Hatti's eyebrows rose and his forehead wrinkled as a result of the bewildered expression. It really seemed like this capsuleer was very different from the usual customer he had to take care of here. 'Uhm. Thank you for your leniency Kanioota-haan.' was all he could think of saying in response. He hadn't anticipated some philosophical discourse on human nature.

'Oh, don't mention it.' Kantioota replied with a slight smile. 'Actually, if I may, could I ask you to stay for a bit here in your control room. I don't feel like facing the commotion of the station quite yet, and I am in no hurry either.'

For the first time on this day, Hatti Sugoi smiled. 'Oh, of course Kanioota-haan.' He opened the door to the control room and gestured at a chair. 'Would you maybe care to tell me about that sacrifice you made of your ship? … Just to pass the time.'

Shisei Kanioota dropped into the chair with a satisfied smile. 'Well, why not? You have to know, it all began with the abduction of a valued member of my corporation …'


In the far reaches of lawless space, a fleet of warships painted in red and green and market with the stylized image of an ebailla insect were busy tearing apart the wreck of a large Orca class industrial ship. 
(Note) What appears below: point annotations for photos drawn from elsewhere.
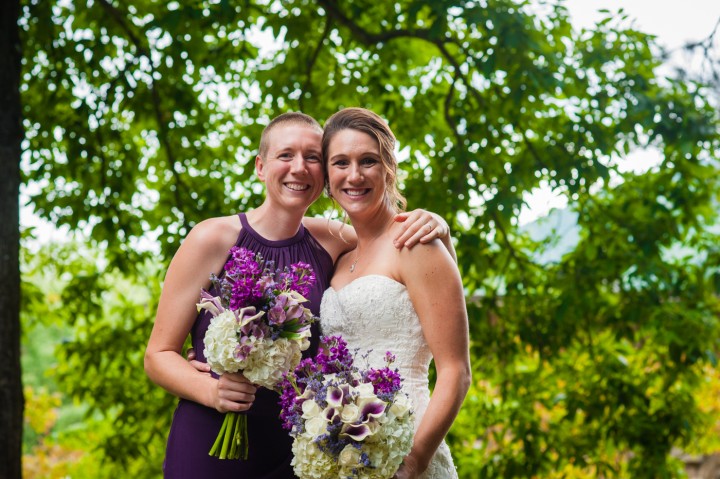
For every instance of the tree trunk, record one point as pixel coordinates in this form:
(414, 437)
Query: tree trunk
(11, 396)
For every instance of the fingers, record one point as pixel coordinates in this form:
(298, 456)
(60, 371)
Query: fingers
(234, 393)
(419, 227)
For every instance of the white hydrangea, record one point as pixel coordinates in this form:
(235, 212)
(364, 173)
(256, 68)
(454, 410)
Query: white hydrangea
(221, 342)
(310, 463)
(269, 359)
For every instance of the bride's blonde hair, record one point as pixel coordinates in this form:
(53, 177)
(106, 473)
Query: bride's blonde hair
(366, 121)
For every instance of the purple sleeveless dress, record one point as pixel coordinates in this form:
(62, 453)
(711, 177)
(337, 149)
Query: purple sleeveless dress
(194, 426)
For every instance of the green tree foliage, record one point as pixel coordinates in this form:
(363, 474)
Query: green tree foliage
(142, 118)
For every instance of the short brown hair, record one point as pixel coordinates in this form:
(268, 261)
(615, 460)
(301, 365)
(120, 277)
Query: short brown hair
(368, 122)
(295, 117)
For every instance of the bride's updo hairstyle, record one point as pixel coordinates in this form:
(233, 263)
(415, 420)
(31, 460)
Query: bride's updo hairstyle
(370, 123)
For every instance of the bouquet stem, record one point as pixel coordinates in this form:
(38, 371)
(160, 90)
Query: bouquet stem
(232, 441)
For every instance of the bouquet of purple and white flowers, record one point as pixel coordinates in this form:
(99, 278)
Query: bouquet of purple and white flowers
(346, 422)
(259, 327)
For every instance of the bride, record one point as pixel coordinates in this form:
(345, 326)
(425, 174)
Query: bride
(408, 302)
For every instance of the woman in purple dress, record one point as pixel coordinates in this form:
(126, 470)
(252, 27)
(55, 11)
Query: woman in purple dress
(289, 163)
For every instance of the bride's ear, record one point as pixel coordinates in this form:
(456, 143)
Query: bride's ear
(260, 168)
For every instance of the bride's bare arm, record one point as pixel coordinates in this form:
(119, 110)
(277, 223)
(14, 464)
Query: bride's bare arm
(202, 252)
(433, 282)
(416, 226)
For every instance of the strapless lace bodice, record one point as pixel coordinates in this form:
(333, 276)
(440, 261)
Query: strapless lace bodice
(374, 313)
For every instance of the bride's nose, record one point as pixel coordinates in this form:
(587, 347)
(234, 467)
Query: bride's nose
(355, 174)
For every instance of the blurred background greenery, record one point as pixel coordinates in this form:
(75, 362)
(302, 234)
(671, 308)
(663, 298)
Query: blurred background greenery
(594, 329)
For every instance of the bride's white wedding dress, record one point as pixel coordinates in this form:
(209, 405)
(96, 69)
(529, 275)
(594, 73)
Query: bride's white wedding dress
(375, 313)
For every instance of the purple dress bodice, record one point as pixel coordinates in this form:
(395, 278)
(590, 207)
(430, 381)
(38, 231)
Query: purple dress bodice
(195, 426)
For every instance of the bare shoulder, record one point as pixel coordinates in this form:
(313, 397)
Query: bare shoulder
(425, 258)
(217, 232)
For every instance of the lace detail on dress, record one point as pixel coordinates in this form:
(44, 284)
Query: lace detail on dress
(374, 313)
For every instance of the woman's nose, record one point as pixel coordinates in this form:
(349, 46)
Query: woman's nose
(298, 164)
(355, 174)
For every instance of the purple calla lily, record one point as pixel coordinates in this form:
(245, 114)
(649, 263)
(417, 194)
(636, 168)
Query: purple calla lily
(357, 432)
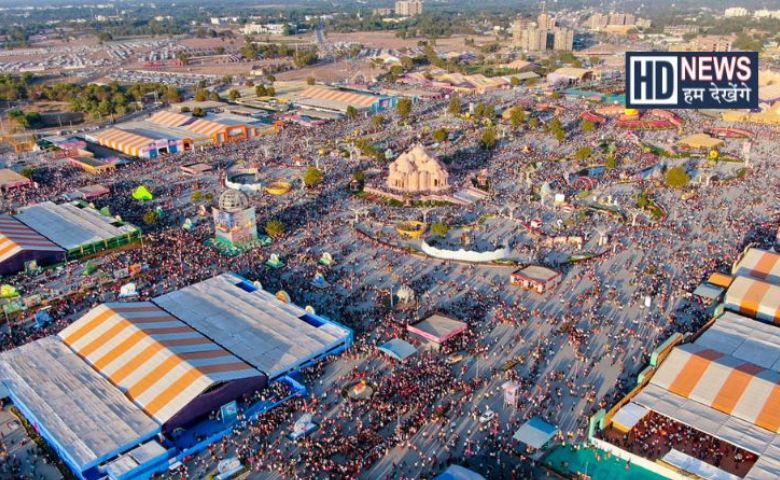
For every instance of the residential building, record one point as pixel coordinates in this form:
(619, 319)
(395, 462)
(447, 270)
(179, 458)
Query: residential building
(736, 12)
(764, 13)
(408, 8)
(680, 30)
(563, 39)
(534, 39)
(545, 21)
(518, 26)
(268, 28)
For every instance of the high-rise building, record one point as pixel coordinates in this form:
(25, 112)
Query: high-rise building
(545, 21)
(563, 39)
(408, 8)
(534, 39)
(518, 26)
(736, 12)
(598, 21)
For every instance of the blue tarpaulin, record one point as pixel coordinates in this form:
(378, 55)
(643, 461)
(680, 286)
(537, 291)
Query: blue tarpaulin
(535, 433)
(456, 472)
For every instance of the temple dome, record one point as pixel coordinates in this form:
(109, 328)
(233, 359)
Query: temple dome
(233, 201)
(417, 171)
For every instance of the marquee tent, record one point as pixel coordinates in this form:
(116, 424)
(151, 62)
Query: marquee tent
(628, 416)
(535, 433)
(77, 227)
(160, 363)
(19, 244)
(77, 410)
(438, 328)
(456, 472)
(725, 383)
(272, 336)
(398, 349)
(10, 179)
(760, 265)
(760, 300)
(697, 467)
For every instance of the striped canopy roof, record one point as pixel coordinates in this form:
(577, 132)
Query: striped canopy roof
(759, 264)
(357, 100)
(169, 119)
(205, 127)
(760, 300)
(122, 140)
(735, 387)
(16, 237)
(157, 360)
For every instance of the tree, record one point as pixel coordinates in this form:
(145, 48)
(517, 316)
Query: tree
(249, 51)
(377, 121)
(517, 117)
(172, 94)
(587, 126)
(151, 217)
(183, 57)
(582, 153)
(453, 108)
(440, 229)
(201, 95)
(312, 177)
(274, 228)
(404, 108)
(677, 177)
(488, 138)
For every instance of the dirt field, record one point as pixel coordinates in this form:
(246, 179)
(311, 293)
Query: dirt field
(387, 39)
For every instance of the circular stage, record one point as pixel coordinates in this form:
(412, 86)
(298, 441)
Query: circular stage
(243, 179)
(278, 188)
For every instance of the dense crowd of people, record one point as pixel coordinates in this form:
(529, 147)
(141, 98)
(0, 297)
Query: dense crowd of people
(577, 347)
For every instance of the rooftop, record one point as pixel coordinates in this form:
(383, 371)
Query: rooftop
(72, 402)
(272, 336)
(71, 226)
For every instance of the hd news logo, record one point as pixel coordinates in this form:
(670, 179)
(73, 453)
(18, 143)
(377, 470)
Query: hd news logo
(705, 80)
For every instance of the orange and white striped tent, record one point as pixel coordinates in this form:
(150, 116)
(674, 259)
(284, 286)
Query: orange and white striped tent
(357, 100)
(755, 298)
(161, 363)
(730, 385)
(759, 264)
(125, 142)
(169, 119)
(205, 127)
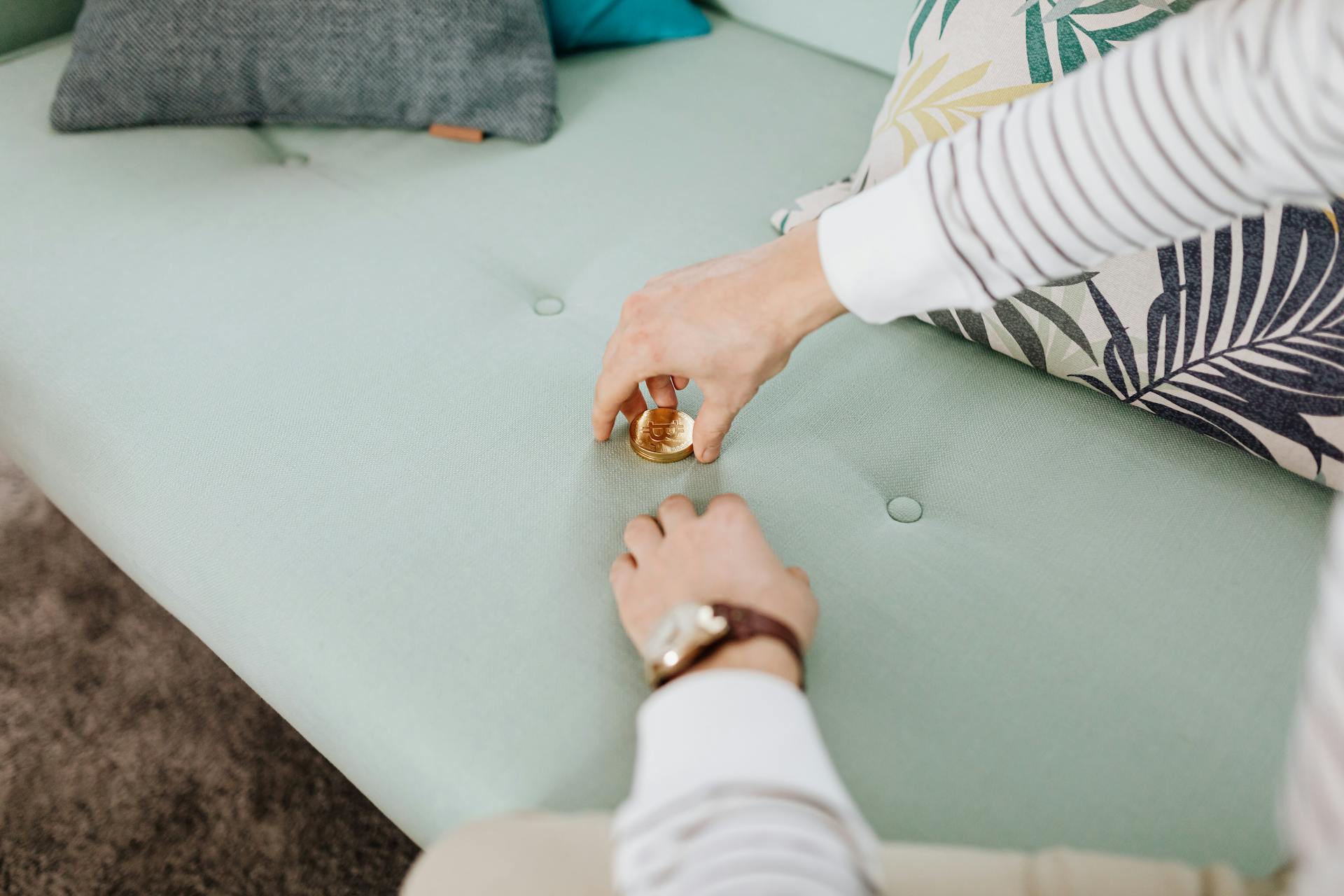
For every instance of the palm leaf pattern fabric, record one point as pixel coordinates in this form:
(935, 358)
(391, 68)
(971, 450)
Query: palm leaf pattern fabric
(1237, 333)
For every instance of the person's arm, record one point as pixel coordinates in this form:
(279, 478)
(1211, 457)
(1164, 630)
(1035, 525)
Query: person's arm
(734, 792)
(1219, 112)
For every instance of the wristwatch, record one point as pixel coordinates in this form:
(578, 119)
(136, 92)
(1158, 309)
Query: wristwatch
(691, 631)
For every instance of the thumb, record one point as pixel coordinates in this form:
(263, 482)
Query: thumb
(711, 425)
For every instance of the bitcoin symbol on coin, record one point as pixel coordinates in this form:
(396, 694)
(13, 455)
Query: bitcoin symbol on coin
(662, 434)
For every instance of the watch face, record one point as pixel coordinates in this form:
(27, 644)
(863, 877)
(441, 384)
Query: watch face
(686, 628)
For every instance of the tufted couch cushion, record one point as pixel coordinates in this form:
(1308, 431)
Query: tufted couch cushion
(309, 387)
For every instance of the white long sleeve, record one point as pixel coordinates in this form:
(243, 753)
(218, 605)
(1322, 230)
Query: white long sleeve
(736, 794)
(1218, 113)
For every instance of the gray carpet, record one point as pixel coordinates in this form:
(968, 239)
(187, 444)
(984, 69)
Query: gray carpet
(132, 761)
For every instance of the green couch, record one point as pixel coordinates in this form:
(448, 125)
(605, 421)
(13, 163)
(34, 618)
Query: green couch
(309, 388)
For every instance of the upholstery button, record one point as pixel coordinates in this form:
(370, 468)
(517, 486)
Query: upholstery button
(905, 510)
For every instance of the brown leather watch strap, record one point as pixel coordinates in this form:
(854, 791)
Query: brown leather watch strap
(746, 624)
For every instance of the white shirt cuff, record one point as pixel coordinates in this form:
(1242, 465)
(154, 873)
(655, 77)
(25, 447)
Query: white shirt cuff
(886, 251)
(729, 727)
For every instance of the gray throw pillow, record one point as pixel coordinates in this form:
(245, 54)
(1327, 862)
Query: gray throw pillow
(484, 65)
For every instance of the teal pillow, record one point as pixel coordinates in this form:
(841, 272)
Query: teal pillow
(580, 24)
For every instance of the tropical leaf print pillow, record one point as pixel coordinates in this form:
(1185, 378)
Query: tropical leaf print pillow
(1237, 333)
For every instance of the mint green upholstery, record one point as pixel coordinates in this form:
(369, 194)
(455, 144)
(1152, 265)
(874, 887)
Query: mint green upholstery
(26, 22)
(864, 31)
(295, 384)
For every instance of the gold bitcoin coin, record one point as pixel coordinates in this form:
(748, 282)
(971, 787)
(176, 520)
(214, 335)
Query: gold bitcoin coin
(662, 434)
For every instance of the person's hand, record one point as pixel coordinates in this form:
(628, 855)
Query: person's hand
(729, 324)
(722, 558)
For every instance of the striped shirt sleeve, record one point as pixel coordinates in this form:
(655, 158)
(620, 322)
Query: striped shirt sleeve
(1221, 112)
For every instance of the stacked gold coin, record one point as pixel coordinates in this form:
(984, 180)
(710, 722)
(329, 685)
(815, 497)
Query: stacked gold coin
(662, 434)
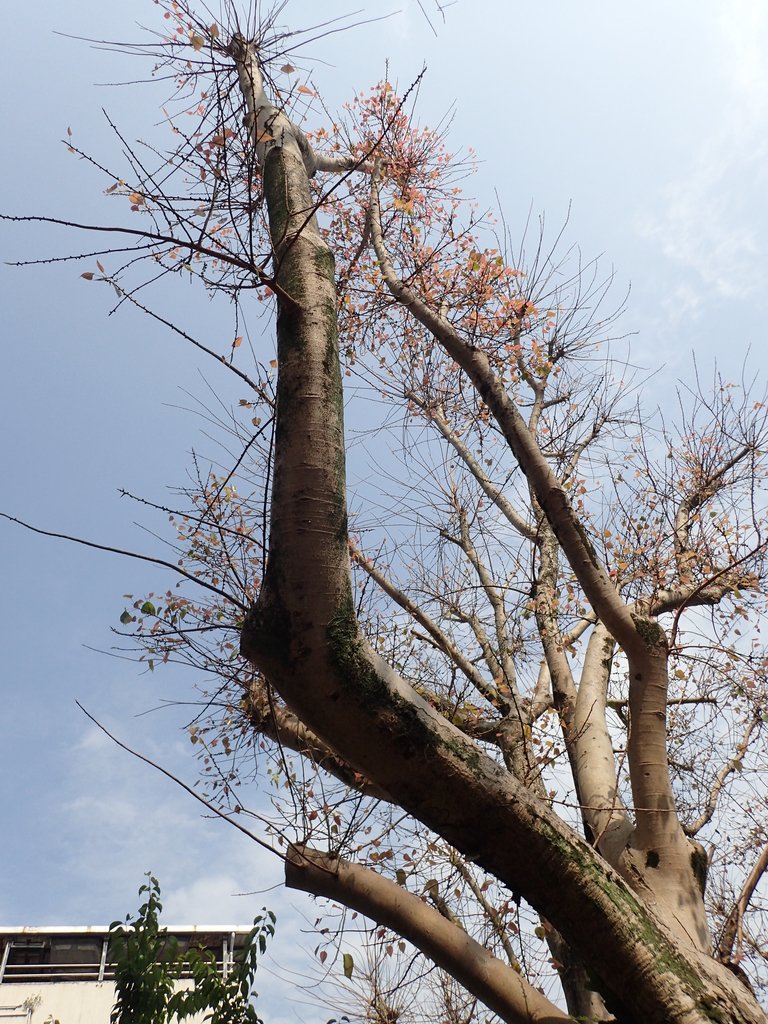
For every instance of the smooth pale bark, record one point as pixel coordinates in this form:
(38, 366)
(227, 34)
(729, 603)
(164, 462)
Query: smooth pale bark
(594, 764)
(658, 860)
(495, 983)
(303, 636)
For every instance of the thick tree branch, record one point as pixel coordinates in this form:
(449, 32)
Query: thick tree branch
(495, 983)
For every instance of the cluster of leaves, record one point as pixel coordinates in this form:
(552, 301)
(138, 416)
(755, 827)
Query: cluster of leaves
(451, 578)
(148, 969)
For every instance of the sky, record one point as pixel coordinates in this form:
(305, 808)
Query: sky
(645, 125)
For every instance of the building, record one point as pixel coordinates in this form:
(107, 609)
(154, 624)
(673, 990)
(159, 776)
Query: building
(64, 974)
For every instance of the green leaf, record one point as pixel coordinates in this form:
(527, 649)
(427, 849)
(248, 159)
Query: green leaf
(348, 965)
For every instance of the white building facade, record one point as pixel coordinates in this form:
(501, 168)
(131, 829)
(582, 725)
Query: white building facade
(64, 976)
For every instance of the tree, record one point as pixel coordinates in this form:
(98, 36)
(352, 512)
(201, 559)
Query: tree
(148, 966)
(559, 629)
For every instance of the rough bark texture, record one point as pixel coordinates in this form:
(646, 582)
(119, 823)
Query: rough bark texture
(302, 635)
(497, 984)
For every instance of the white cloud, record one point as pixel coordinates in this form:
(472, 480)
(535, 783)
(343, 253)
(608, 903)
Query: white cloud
(712, 219)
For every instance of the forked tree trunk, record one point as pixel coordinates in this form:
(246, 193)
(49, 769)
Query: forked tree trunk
(302, 634)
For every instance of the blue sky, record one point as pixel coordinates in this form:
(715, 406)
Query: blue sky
(649, 122)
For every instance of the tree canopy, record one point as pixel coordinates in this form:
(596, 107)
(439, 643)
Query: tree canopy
(510, 687)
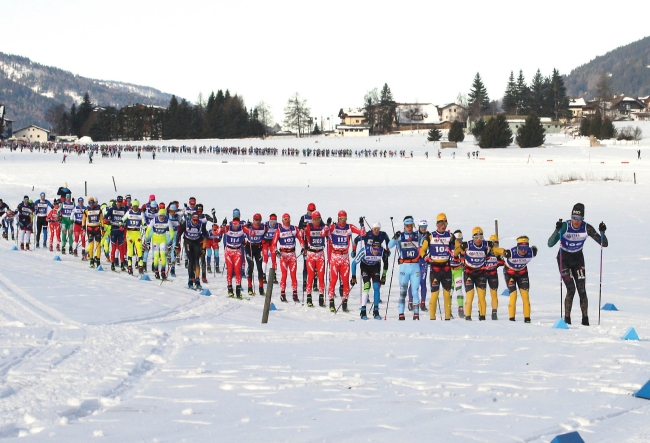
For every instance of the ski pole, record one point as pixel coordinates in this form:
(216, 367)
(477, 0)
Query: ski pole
(390, 285)
(600, 290)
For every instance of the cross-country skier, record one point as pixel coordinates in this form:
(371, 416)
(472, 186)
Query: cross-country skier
(338, 257)
(370, 257)
(315, 235)
(160, 234)
(571, 261)
(133, 221)
(407, 245)
(25, 212)
(515, 273)
(436, 251)
(43, 206)
(284, 245)
(92, 222)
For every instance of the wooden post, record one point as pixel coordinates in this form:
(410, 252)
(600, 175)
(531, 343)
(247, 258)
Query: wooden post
(269, 292)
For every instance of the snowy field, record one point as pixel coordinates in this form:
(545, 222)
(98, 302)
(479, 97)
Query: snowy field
(87, 354)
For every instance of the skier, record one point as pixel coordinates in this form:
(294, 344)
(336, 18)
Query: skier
(515, 273)
(194, 235)
(114, 216)
(42, 206)
(160, 234)
(254, 235)
(436, 251)
(284, 245)
(78, 231)
(54, 227)
(370, 257)
(92, 222)
(338, 258)
(25, 212)
(457, 263)
(407, 246)
(67, 206)
(271, 226)
(315, 235)
(133, 221)
(571, 261)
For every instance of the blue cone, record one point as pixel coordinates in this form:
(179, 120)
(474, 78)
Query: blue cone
(644, 392)
(560, 324)
(630, 335)
(571, 437)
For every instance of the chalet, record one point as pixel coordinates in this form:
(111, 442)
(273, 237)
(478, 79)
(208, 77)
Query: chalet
(33, 133)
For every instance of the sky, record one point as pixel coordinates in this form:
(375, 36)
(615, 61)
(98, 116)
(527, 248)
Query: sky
(331, 53)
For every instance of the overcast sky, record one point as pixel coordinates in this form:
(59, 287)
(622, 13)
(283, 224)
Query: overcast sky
(329, 52)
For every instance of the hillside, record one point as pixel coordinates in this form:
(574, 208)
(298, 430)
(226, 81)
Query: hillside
(28, 89)
(628, 66)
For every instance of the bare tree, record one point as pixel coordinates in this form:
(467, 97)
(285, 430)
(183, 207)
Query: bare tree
(296, 114)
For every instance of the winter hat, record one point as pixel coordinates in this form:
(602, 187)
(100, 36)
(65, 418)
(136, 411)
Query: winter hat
(578, 209)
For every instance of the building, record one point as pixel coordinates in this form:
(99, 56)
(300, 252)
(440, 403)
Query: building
(33, 133)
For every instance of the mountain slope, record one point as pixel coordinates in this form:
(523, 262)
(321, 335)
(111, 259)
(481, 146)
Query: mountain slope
(28, 89)
(628, 66)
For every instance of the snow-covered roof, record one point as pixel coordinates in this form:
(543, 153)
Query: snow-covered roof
(417, 113)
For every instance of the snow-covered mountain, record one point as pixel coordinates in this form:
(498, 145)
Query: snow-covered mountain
(28, 89)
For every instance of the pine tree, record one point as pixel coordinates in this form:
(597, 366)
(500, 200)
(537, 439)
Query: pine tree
(509, 103)
(532, 133)
(497, 133)
(434, 135)
(478, 99)
(456, 133)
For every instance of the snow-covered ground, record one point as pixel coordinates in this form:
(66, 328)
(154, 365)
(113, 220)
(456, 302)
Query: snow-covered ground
(88, 354)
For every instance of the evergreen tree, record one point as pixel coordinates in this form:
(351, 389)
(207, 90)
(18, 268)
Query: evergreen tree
(497, 133)
(478, 99)
(596, 124)
(456, 133)
(509, 103)
(531, 134)
(477, 130)
(434, 135)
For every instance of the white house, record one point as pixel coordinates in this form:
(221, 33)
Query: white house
(33, 133)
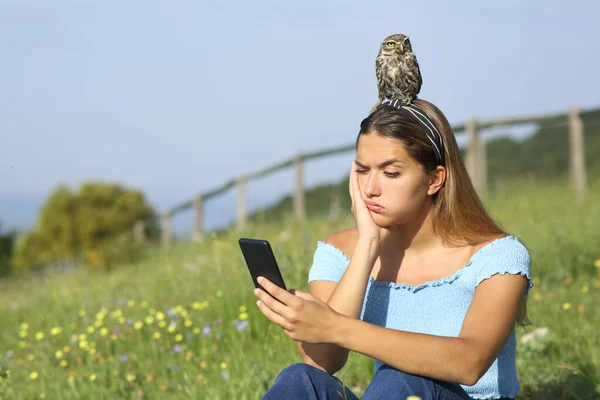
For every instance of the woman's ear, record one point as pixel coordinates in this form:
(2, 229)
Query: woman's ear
(436, 180)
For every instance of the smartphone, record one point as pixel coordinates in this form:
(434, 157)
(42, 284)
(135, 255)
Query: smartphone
(261, 261)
Their victim had offered little resistance, and the spoils gained from this kill were exceptional, both in value and in quantity. As they collected cargo containers that had spilled from the wreckage and distilled useful components from the remains of the ship with salvaging beams, they were oblivious to the microscopic machines that had been cunningly hidden in the molecular structure of their loot.

Without being noticed, the infinitesimal automatons spread throughout the ships they had been taken on to, and began to execute the instructions they had been programmed with.